Welcome to Dresden, Rachele!
Rachele Catalano has joined the University of Dresden in November 2020 as an Early Stage Researcher. In the framework of the ArtMoMa network, Rachele will dedicate 3 years working on Cooperative effects in biomolecular transport systems based on coupled motors , while participating in international training and network events. Read the following introduction to get to know her:
Tell us about more your background!
I am from Italy and I come from an engineering background. I studied Bioengineering for my Bachelor’s and Photonics Engineering for my Master’s degree at the University of Pavia. I am 25-year-old now, and very eager to do my PhD, join the scientific community and devote all I can to it, in terms of passion, know-how and my desire to learn new things.

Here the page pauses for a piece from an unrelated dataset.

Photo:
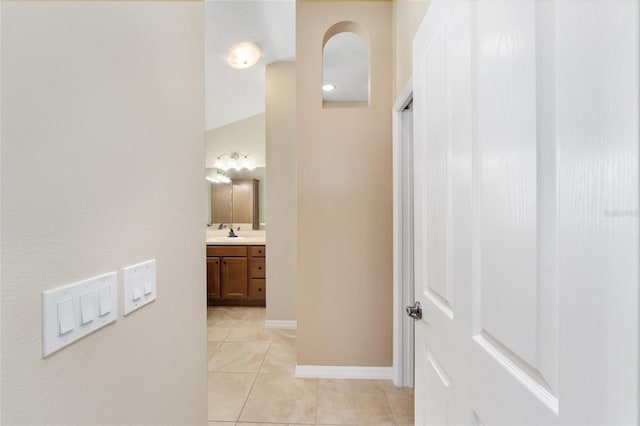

Why did you want to be a part of ArtMoMa?
ArtMoMa is an outstanding opportunity to meet and be mentored by exceptional scientists. It also paves the way for exchanging research experiences and new ideas with very motivated and talented students. This can be frightening at first, but I think the willing to commit and be open to constructive criticism and dialogue is the basis for becoming a good researcher. I also joined other programs funded by the EU in the past, such as Erasmus, and I am very supportive of the resources the EU has invested to form its younger citizens and in the scientific, educational and cultural development.
What are your expectations of living and working in your host city?
I am quite excited to live in Dresden, and I already had the opportunity to experience its beautiful summer with plenty of outdoor events. I never considered Germany for my PhD until it actually happened, but I have always wished to move to a city with a river, and the Elbe has completely met my expectations of how wonderful it would have been! I would really like to learn German now and get to know more about the culture. As far as for its scientific community, Dresden has a lot to offer to its students: collaboration between groups is highly encouraged, and even during the pandemic we never lacked the occasion of meeting virtually for conferences and talks.
I can only expect it to become even better when we go back to normality!
What do you think will be your main challenge for you in the next three years?
Undoubtedly, the main challenge would be never losing motivation, even when things don’t immediately go as expected and experiments demand multiple tries before succeeding. I hope a good dose of stubbornness will help with that.